IAPR Invited Talks

July 26: Building World Foundation Models for Unlocking Physical AI

IAPR Invited Speaker

Abstract

This talk introduces world foundation models and their pivotal role in enabling Physical AI. I will begin by tracing the evolution from Generative AI to Physical AI, highlighting the unique challenges that arise in this transition. Two categories of world foundation models will be presented: synthesis models, which predict future world states, and analysis models, which interpret current states to guide action planning. I will showcase how these models are applied in Physical AI systems, review the current state of the art, and conclude with a discussion on the limitations of existing approaches and promising directions for future research.

July 27: Learning World Simulators from Data

IAPR Invited Speaker

Katerina Fragkiadaki
CMU

Biography

Katerina Fragkiadaki is the JPMorgan Chase Associate Professor in the Machine Learning Department at Carnegie Mellon University. She received her undergraduate degree in Electrical and Computer Engineering from the National Technical University of Athens, and her Ph.D. from the University of Pennsylvania. She subsequently held postdoctoral positions at UC Berkeley and Google Research. Her research focuses on enabling few-shot and continual learning for perception, action, and language grounding. Her work has been recognizedby the Best Ph.D. Thesis Award, NSF CAREER Award, AFOSR and DARPA Young Investigator Awards, as well as faculty research awards from Google, Toyota Research Institute, Amazon, NVIDIA, UPMC, and Sony. She served as a Program Chair for ICLR 2024.

Abstract

Modern foundational models have achieved superhuman performance in many logic and mathematical reasoning tasks by learning to think step by step.
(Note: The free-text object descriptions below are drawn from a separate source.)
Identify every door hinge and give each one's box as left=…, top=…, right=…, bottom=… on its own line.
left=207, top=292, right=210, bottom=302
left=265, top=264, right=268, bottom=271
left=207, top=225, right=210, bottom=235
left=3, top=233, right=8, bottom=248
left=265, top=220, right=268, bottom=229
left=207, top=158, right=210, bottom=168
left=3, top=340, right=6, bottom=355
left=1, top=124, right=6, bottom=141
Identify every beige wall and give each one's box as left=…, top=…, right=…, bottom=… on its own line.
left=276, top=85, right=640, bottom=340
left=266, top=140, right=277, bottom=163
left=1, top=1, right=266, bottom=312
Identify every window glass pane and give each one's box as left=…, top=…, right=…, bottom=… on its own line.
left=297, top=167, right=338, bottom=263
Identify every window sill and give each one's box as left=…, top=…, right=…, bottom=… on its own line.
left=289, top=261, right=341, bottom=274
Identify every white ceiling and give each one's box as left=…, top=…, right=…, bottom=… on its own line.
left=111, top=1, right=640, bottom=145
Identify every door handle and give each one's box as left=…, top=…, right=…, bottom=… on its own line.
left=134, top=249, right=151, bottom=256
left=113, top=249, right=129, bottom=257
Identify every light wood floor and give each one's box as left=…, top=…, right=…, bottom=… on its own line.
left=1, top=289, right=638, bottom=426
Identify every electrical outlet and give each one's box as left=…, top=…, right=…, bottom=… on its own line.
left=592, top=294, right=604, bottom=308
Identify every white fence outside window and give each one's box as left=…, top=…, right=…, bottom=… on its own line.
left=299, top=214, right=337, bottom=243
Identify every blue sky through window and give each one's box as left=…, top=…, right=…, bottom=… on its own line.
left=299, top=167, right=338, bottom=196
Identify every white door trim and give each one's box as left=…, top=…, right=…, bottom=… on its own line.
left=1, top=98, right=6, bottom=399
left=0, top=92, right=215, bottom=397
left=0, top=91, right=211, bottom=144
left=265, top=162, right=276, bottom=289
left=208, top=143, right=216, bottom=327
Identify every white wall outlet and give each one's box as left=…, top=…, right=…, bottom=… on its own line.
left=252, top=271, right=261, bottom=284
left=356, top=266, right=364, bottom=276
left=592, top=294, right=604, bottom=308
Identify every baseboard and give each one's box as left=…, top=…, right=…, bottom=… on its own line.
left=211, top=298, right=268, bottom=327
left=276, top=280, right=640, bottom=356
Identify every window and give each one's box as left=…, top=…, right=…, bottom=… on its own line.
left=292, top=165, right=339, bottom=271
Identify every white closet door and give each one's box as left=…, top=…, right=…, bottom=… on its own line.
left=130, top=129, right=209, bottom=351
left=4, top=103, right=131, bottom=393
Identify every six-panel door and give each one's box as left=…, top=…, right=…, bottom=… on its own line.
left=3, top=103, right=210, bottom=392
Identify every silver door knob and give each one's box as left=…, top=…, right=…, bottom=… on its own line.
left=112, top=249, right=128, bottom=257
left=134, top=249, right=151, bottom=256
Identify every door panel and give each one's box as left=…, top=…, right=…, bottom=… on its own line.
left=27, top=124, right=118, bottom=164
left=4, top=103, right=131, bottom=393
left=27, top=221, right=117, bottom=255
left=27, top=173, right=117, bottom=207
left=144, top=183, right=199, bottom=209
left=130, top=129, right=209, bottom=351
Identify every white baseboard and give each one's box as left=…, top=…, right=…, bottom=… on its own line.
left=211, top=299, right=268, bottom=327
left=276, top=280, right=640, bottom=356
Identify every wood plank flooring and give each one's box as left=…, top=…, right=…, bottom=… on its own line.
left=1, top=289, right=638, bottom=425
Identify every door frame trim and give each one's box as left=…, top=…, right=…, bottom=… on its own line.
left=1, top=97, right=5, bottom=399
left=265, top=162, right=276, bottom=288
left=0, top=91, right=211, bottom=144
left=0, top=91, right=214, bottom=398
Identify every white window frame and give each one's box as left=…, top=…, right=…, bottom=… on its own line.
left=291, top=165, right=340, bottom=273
However, their ability to understand videos, and, consequently, control embodied agents, lags behind. They often make mistakes in recognizing simple activities, and often hallucinate when generating videos. This raises a fundamental question: What is the equivalent of thinking step-by-step for visual recognition and prediction?

In this talk, we argue that step-by-step visual reasoning has much to do with inverting a physics simulator, that is, mapping raw video pixels back to a structured, 3D-like neural representation of the world. This involves inferring 3D representations of objects, parts, their 3D motion and appearance trajectories, estimating camera movements and 3D scene structure and physics properties. We will discuss methods to automatically extract such 3D neural representations from images and videos using generative model priors and end-to-end feed-forward models. We will present methods that inject such knowledge of camera motion and 3D scene structure in modern VLMs and show it improves their ability to ground language and control robot manipulators.

How can we scale up annotations for such simulator inversion? We will discuss methods that use generative models of language and vision to automate development of 3D simulations in physics engines. Additionally, we will discuss our efforts in developing faster and more general physics engines. The integration of physics engines with generative models aims to automate the replication of real physical environments within the physics simulator, enabling more accurate and scalable world simulation for sim-to-real learning of 3D perception and robotics. We believe such real-to-sim and sim-to-real learning as universal data engines for robotics are central for democratizing and pushing the state-of-the-art in robot learning.

July 28: Making sense of the real-world via 3D Computer Vision

IAPR Invited Speaker

Yasuyuki Matsushita
MSRA Tokyo

Biography

Yasuyuki Matsushita is a Senior Director of Microsoft Research Asia - Tokyo since 2024. He received his B.S., M.S. and Ph.D. degrees in EECS from the University of Tokyo in 1998, 2000, and 2003, respectively. From April 2003 to March 2015, he was with Visual Computing group at Microsoft Research Asia. From April 2015 to September 2024, he was a Professor at Osaka University. His research area includes computer vision, machine learning and optimization. He is an Editor-in-Chief of International Journal of Computer Vision (IJCV) and is/was on editorial board of IEEE Transactions on Pattern Analysis and Machine Intelligence (TPAMI), The Visual Computer journal, IPSJ Transactions on Computer Vision Applications (CVA), and Encyclopedia of Computer Vision. He served/is serving as a Program Co-Chair of PSIVT 2010, 3DIMPVT 2011, ACCV 2012, ICCV 2017, and a General Co-Chair for ACCV 2014 and ICCV 2021. He has won the Osaka Science Prize in 2022. He is a Fellow of IEEE and a member of IPSJ.

Abstract

3D Computer Vision is crucial for understanding and interpreting the spatial aspects of real-world scenes. It is particularly important for the coming Embodied AI, where machines need to interact with and understand their surroundings. Sensing is crucial in this context, because it generates rich, multidimensional data that enhances AI's understanding of the world and elevates its perceptual capabilities. This talk discusses two approaches to the problem of real-world sensing, namely, learning-based and model-based approaches and advocates the synergy of these approaches. In particular, we discuss the case of photometric 3D reconstruction, where we have an access to reliable physics-based models while data-driven methods are still beneficial.